Unable to easily mock Athena result CSV
dmarra opened this issue · comments
We are able to mock Athena query results via:
resp = requests.post(
"http://motoapi.amazonaws.com/moto-api/static/athena/query-results",
json=query_results,
)
assert resp.status_code == 201
But there is no way to mock the output of get_execution_results
. this poses a few problems:
- unable to have any control over request status (in cases where you want to test that retries are happening for instance)
- unable to have any control over the output location
I am more interested in the latter. This would be a lot more useful if we could somehow assign results via a CSV, and have the query-results
mocked from that. But in the simplest case, being able to control that datapoint to point to a file we have put to a mock bucket
would go a long way in the case where the code under test needs to access the file directly.
Here is an example of how I had to hack this into my tests:
from moto.athena import athena_backends
from moto.athena.models import Execution
from moto.core import DEFAULT_ACCOUNT_ID
@pytest.fixture
@mock_aws
def mock_athena_results():
# place the mocked athena results in "s3"
s3 = boto3.client("s3", region_name=os.getenv("AWS_DEFAULT_REGION"))
bucket_name = 'test-bucket'
key = f"query_results/output.csv"
with open('some/csv/file.csv', "r") as f:
contents = f.read()
s3.put_object(Bucket=bucket_name, Key=key, Body=contents)

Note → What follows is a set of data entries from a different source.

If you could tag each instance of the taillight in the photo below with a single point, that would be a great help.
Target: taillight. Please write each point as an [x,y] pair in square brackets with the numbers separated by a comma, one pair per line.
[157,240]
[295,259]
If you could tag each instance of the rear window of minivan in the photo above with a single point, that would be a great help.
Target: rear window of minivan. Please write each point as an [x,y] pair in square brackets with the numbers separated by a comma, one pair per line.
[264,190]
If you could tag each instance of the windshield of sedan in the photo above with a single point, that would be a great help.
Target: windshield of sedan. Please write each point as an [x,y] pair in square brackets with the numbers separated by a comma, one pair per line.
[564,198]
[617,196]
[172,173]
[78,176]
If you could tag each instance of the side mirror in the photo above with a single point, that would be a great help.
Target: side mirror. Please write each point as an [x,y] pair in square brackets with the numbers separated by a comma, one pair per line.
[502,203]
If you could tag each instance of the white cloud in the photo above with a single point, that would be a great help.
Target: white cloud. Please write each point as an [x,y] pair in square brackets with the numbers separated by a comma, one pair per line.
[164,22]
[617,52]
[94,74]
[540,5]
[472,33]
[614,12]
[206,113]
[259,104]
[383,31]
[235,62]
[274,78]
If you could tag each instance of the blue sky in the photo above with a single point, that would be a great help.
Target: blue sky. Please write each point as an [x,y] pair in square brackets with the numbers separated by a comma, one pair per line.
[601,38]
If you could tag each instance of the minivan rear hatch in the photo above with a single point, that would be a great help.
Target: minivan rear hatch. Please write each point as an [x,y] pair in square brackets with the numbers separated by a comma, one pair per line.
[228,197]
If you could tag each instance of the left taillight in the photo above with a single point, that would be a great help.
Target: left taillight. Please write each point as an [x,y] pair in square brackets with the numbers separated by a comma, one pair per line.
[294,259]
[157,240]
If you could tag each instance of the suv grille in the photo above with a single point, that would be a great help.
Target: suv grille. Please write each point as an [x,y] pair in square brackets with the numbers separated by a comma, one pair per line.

# Hack moto to mock the execution results to have the correct path to our csv results
exec = Execution(
query="SELECT * FROM notused",
config={
"OutputLocation": f"s3://test-bucket/query_results/output.csv"
},
context={
'Database': 'default'
},
workgroup={},
execution_parameters={}
)
# moto tries to mock the file location to _look_ correct, but we need it to be an actual result
exec.config['OutputLocation'] = f"s3://test-bucket/query_results/output.csv"
# This is a hack to get moto to return the correct execution object by having a factory that
# pretends to be a list of executions
class MockExecutionFactory:
def __get__(self, instance, owner):
return [
exec
]
def __set__(self, instance, value):
pass
def __setitem__(self, key, value):
pass
def __getitem__(self, key):
return exec
athena_backends[DEFAULT_ACCOUNT_ID]["us-east-1"].executions = MockExecutionFactory()
return
The above works, but its pretty janky. I suppose this is more of a feature request than anything. Or even better yet, having a way to control execution id (not with seeding, thats still too unpredictable and fragile) such that it can be explicitly set.
Hi @dmarra, thanks for raising this.
My assumption is that the application takes whatever OutputLocation
is given, downloads the result from S3 and does whatever it needs to do with the result.
Would it work if Moto would actually write the configured query results to S3? Then the actual OutputLocation
doesn't matter, and the only test setup is to configure the expected results via the static/athena/query-results
endpoint.
That could work! The only issue with that is that the Athena output JSON is.... perhaps a bit overengineered. It's a pain to mock many rows of data in that format. But that being said, if this is the easiest way to get the enhancement in, then I think its way better than nothing. Makes sense too, since it works with the current design.
To clarify:
- It would have to respect the bucket given as output (but the file name could be the auto-generated execution ID)
- The output format is CSV. I don't think Athena has a way to change that, so it should be fine to just always have the output in CSV format in the bucket
Hi @dmarra, this is now part of moto >= 5.0.12.dev3
.
It uses the bucket provided by the user, and the file name is the execution ID, so it follows the same format as AWS.
Please let us know if you run into any issues!